City of Philadelphia employee, contractor vaccination deadline pushed to Jan. 24

Philadelphia skyline

The city has moved back the deadline requiring all union-represented City of Philadelphia employees and contractors to be fully vaccinated against COVID-19. The original deadline was Friday, Jan. 14. 

The new deadline is Monday, Jan. 24. 

The city says the delay is due to ongoing negotiations with labor unions. So far, the city says 81% of employees are in compliance - with 22,000 employees having been fully vaccinated. 1,300 employees have received exemptions, the city says. 

The mayor's office says the implementation date may be subject to future adjustment.

"As vaccines continue to be the best way to protect Philadelphians and save lives, we’re proud that nearly 22,000 City employees have gotten vaccinated and at least another 1,300 have an approved exemption to the vaccination mandate for City employees—representing nearly 81 percent of all City employees," said Philadelphia Mayor Jim Kenney. "We also commend those employees who’ve taken the first steps to getting vaccinated—receiving at least one dose of the vaccine by today."

The city announced the mandate back in Nov. 2021, after implementing vaccine mandates for new employees institutes of higher education, healthcare workers, and exempt and non-represented civil service employees. 

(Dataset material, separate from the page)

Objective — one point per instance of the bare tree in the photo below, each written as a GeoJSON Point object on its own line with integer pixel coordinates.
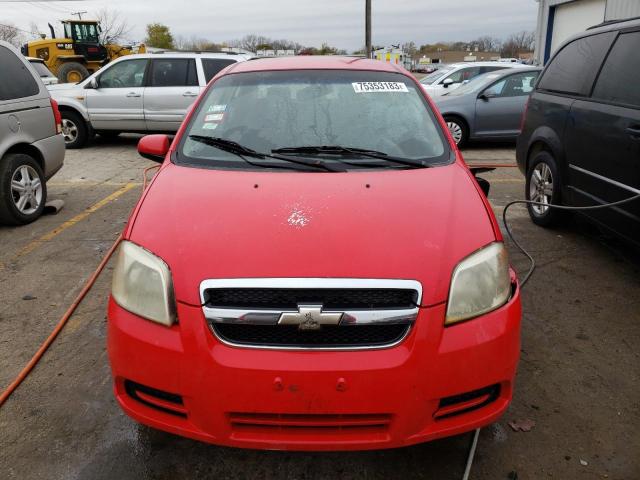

To help sway employees who may have been on the fence about getting the jab, the city had offered a $300 bonus to all city employees who show proof of vaccination by Christmas. 

City employees with "valid exemptions" were required to submit their request by Dec. 20 for review. Employees who are granted an exemption are required to two masks or an N95 and submit to regular testing.

Officials said employees who fail to comply will be considered unable to fulfill their duties and will be placed on unpaid leave for no longer than 15 days. Continued refusal to be vaccinated could result in firing, city officials wrote.

"As public servants, we bear a responsibility to mitigate the harm that would result from inadvertent transmission of COVID-19 to our colleagues and the public and to set an example for other organizations and companies," Mayor Jim Kenney wrote in an emailed announcement of the new policy. "We owe it to our city — and to ourselves — to do all we can to keep us all safe."